2016/01/22

Depois de pousar a poeira...

Calculei, e bem, que na sequência das decisões do Ministério da Educação sobre a avaliação dos alunos do ensino básico se iriam seguir numerosas críticas nos diferentes meios de comunicação, e algumas (poucas) dando-lhes apoio. Decidi, por isso, não elaborar o meu próprio comentário enquanto não esfriasse o ímpeto contestatário, ou seja, enquanto a poeira não pousasse e o ambiente ficasse mais sadio.

Das muitas coisas que se disseram retive particularmente uma, de Manuela Ferreira Leite, que até foi Ministra da Educação em tempos conturbados. A curta frase de Manuela Ferreira Leite foi esta, depois de verberar as alterações feitas e como resposta a uma questão do entrevistador sobre a hipótese de tais alterações até serem correctas: “Há opiniões para todos os gostos”.

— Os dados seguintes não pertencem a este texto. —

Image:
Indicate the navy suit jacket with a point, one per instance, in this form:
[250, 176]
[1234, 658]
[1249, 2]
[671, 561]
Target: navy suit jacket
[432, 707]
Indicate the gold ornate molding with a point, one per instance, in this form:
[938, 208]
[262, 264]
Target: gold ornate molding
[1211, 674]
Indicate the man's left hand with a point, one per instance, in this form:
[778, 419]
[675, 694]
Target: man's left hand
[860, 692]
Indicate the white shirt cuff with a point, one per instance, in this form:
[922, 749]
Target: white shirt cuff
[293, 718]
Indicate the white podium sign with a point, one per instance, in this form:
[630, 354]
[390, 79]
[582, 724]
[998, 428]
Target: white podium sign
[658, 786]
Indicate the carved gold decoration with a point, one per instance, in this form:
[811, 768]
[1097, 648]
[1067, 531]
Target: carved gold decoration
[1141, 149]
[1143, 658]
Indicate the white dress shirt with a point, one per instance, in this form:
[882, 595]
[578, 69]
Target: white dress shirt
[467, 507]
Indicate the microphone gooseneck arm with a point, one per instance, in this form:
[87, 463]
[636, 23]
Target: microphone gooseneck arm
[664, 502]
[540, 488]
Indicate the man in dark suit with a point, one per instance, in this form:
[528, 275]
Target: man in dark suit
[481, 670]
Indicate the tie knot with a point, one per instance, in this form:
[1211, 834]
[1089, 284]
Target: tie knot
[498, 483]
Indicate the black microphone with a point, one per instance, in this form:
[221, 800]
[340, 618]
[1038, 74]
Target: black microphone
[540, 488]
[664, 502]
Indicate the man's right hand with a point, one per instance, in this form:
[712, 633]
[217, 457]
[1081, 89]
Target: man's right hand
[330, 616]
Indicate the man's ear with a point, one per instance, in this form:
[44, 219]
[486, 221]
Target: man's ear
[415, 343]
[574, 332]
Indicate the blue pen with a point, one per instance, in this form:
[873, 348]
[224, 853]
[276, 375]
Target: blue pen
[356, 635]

Inicialmente fiquei irritado, mas rapidamente acalmei: ela até tem, parcialmente, razão. Se quisermos simplificar, na raiz dos problemas que giram em torno da educação há uma questão central que se resolve com uma opinião. A questão é: “Deve o sistema de educação de um país ser selectivo e essencialmente meritocrático ou ser inclusivo e abrangente?” Seria redutor dizer que quem pensa “à esquerda” tem uma opinião e quem pensa “à direita” tem outra, porque isso não é verdade; mas reconhecer-se-á que o pensamento conservador tende para a opinião de a escola dever ser selectiva e que um pensamento mais progressista tende para a opinião de a escola dever ser inclusiva.

Eu diria que até há relativamente pouco tempo os responsáveis pela política educativa, fossem de que partido fossem, aceitavam a escola abrangente, que, aliás, está implícita na Constituição e na Lei de Bases do Sistema Educativo. A grande clivagem começou nos tempos do governo de Durão Barroso e acentuou-se com Nuno Crato, que quebrou essa relativa harmonia de princípios. As medidas tomadas, e a questão dos exames do 4º ano até não terá sido a mais gravosa, não podiam ser toleradas não só porque iam contra uma “opinião”, mas porque objectivamente punham em causa valores que um regime democrático não pode alienar.

Por que disse acima que inicialmente fiquei irritado com a frase da Drª Manuela Ferreira Leite? É há que dizer que a educação não pode ser deixada às “opiniões” que se tenham sobre ela. Desde há muito tempo que a educação, nas suas várias dimensões, é objecto de investigação, reclamando-se ser uma ciência – ou um conjunto de ciências. São ciências humanas – e como tal, não são ciências exactas, mas podem ser ciências rigorosas. Acredito que os colegas economistas estejam de acordo com este princípio que informa as ciências humanas. É evidente que a investigação em educação tem e terá sempre imensa dificuldade em generalizar, mas o mesmo e passa com a psicologia, com a sociologia, com a história. Por isso, investigações sobre o mesmo tópico podem conduzir a resultados diferentes, dependendo das variáveis que puderam ser ou não controladas (se se tratar de uma investigação experimental, ou quase-experimental) ou dos casos estudados, nos quais o aleatório pode complicar (se se tratar de investigações de índole qualitativa).

Aceitando o que expus, há argumentos sólidos baseados em investigações credíveis que justificam as medidas tomadas agora pelo ministro Tiago Brandão Rodrigues. O facto de outras investigações terem chegado a resultados diferentes não colhe; não se passa o mesmo noutras áreas do saber? Reitero que teria preferido menos pressa na decisão, mas compreendo-a tendo em conta a conjuntura. Por ouro lado, de um modo geral não houve grande contestação às medidas tomadas por parte de professores, escolas, alunos, pais. O facto de os alunos e professores que esperavam exame o verem anulado não constitui, em si, um grande problema. Já o mesmo pode não acontecer se os professores do 2º e 8º anos não quiserem entender o que a prova de aferição é – e continuarem a querer treinar para ela como se de um exame se tratasse. Não sei que tipo de apoio o Ministério vai prestar às escolas, mas ele é vital. Infelizmente no passado esse apoio tem sido escasso e a minha dúvida é se vai ser possível inverter essa tendência.